Sunday, November 3, 2013

Roberts Resort

The cities around Lake Winnebago emerged as centers of commerce and population because of good water transportation, add to that the introduction of the railroads and the area flourished.  By the late 1800's the communities near the lake began to exploit the lake as an attraction for summer tourists.  Fishing and sailing lured many to the lake.  In May of 1877 John Roberts was about to open his new resort hotel on Neenahs' Doty Island, so stated a feature in the Oshkosh Daily Northwestern of the 21st of that month.  The reporter paid a visit to the hotel and gave it a glowing review "The hotel is a building of the latest architectural design, and does great credit to the architect, Wm. Waters of Oshkosh."  The resort occupied the former farm of Governor Doty, on the island near the mouth of the Fox River; and commanded a view of the lake, Riverside Park and Neenah harbor.  The hotel was a two story wooden structure, 43' x 68' of 35 rooms, with a veranda across the front and one side and a balcony above the front entry.  On the first floor was an office, parlor, dinning room and several bedrooms.  Upstairs were suites and bedrooms with hot and cold baths and modern sanitary arrangements.  The interior was said to be well finished and elegantly furnished.  The hotel was erected adjacent to Governor Doty's log cabin which was to be used as servants quarters or a rainy day place, billiard hall and gentleman's smoking room. 

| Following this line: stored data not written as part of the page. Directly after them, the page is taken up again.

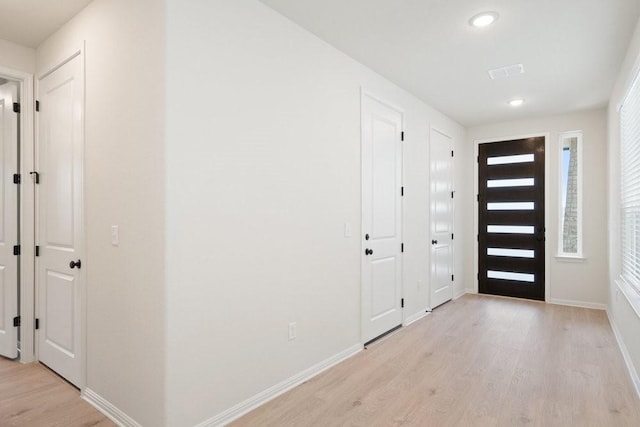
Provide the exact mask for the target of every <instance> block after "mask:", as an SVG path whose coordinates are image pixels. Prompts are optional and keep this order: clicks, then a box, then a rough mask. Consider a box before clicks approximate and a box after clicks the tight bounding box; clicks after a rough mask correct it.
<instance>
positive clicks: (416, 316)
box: [403, 308, 431, 326]
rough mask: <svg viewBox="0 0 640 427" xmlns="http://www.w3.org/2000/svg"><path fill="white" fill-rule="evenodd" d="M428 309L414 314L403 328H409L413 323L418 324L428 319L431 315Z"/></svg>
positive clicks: (406, 321)
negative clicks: (420, 320)
mask: <svg viewBox="0 0 640 427" xmlns="http://www.w3.org/2000/svg"><path fill="white" fill-rule="evenodd" d="M427 310H428V309H427V308H425V309H423V310H420V311H419V312H417V313H416V314H413V315H411V316H409V317H407V318H406V319H405V321H404V325H403V326H409V325H410V324H412V323H415V322H417V321H418V320H420V319H422V318H424V317H427V316H428V315H429V314H431V312H430V311H427Z"/></svg>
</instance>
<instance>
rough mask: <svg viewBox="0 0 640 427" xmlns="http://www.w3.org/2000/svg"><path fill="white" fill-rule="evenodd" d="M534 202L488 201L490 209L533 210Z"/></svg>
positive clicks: (509, 209)
mask: <svg viewBox="0 0 640 427" xmlns="http://www.w3.org/2000/svg"><path fill="white" fill-rule="evenodd" d="M534 207H535V203H534V202H510V203H487V210H488V211H532V210H533V209H534Z"/></svg>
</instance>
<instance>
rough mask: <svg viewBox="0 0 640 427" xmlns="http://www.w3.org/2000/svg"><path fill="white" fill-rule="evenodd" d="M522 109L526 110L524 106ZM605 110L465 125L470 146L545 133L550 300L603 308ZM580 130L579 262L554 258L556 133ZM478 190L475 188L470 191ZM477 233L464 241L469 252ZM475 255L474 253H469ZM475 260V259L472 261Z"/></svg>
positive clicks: (471, 172)
mask: <svg viewBox="0 0 640 427" xmlns="http://www.w3.org/2000/svg"><path fill="white" fill-rule="evenodd" d="M523 108H526V106H525V107H523ZM606 129H607V126H606V111H605V110H592V111H584V112H577V113H572V114H565V115H558V116H550V117H539V118H532V119H525V120H517V121H510V122H505V123H497V124H492V125H486V126H479V127H474V128H470V129H468V141H469V144H470V145H473V144H475V141H478V140H486V139H493V138H503V137H505V138H509V137H514V136H522V135H531V134H546V133H548V134H549V140H548V145H547V151H546V152H545V158H546V161H547V164H548V167H549V175H548V181H547V183H546V184H547V185H546V203H547V205H548V206H547V207H548V216H547V218H546V229H547V233H546V237H547V250H548V251H550V252H551V254H550V255H551V261H550V265H549V282H548V283H547V284H546V286H547V287H548V288H549V301H550V302H562V303H569V304H574V303H575V304H579V305H587V306H595V307H604V305H605V304H606V302H607V286H606V283H607V269H608V265H607V245H606V244H605V242H606V241H607V227H606V223H607V207H606V204H605V203H604V202H603V201H604V200H607V188H606V181H607V161H606V153H607V151H606V150H607V148H606V147H607V145H606V140H607V135H606ZM573 130H582V131H583V132H584V134H583V165H584V169H583V171H584V173H583V188H584V191H583V252H584V256H585V258H586V259H585V260H584V261H582V262H576V261H566V260H561V259H558V258H556V257H555V255H556V254H557V248H558V237H559V236H558V228H559V227H558V226H559V216H560V212H559V197H558V192H559V190H560V187H559V184H558V183H559V181H560V171H559V168H560V160H559V146H558V144H559V133H561V132H566V131H573ZM467 172H468V178H467V179H468V182H469V183H471V182H474V169H473V168H470V169H469V170H468V171H467ZM474 191H476V192H477V189H476V190H474ZM467 201H468V208H469V212H472V211H473V206H474V205H475V203H476V200H475V193H474V194H473V195H472V196H471V197H470V198H469V199H467ZM474 238H475V236H471V239H469V241H468V245H467V248H468V249H467V250H468V251H473V248H474V242H473V239H474ZM472 257H473V255H472ZM474 262H475V261H474Z"/></svg>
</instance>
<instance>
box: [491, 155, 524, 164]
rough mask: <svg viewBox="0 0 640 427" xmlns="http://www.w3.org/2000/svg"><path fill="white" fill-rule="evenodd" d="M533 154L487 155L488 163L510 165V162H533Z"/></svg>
mask: <svg viewBox="0 0 640 427" xmlns="http://www.w3.org/2000/svg"><path fill="white" fill-rule="evenodd" d="M533 160H534V157H533V154H517V155H515V156H499V157H487V164H488V165H510V164H512V163H528V162H533Z"/></svg>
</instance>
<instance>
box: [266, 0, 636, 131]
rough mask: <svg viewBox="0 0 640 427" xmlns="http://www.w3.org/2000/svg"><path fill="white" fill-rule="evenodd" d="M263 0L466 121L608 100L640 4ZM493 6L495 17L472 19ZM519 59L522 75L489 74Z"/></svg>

Mr. Roberts was born in 1833 in Oneida county New York.  He stared in the hotel business with a lodging in Schenectady and 1858 went to New York City until 1862 and then on to Newark, Ohio.  In 1866 he and his wife Martha moved to Columbus Wisconsin; and from there to Menasha to run the National Hotel; and in dew time he built his resort.  The business did very well in attracting pleasure seeker, so well in fact that three guest cottages were built on the grounds in 1881.  For what ever reason the property was sold in 1905 to John Strange who remodeled the hotel as his home.  He donated Doty Cabin to the city in 1923 and had it moved to the park just west of his property.  John Strange was the president of the several companies and was elected Lieutenant Governor of Wisconsin, serving from 1909 to 1911, all the time residing in the former hotel.  The property remain with the Strange family until 1965 when it was sold, subdivided and the old resort was razed.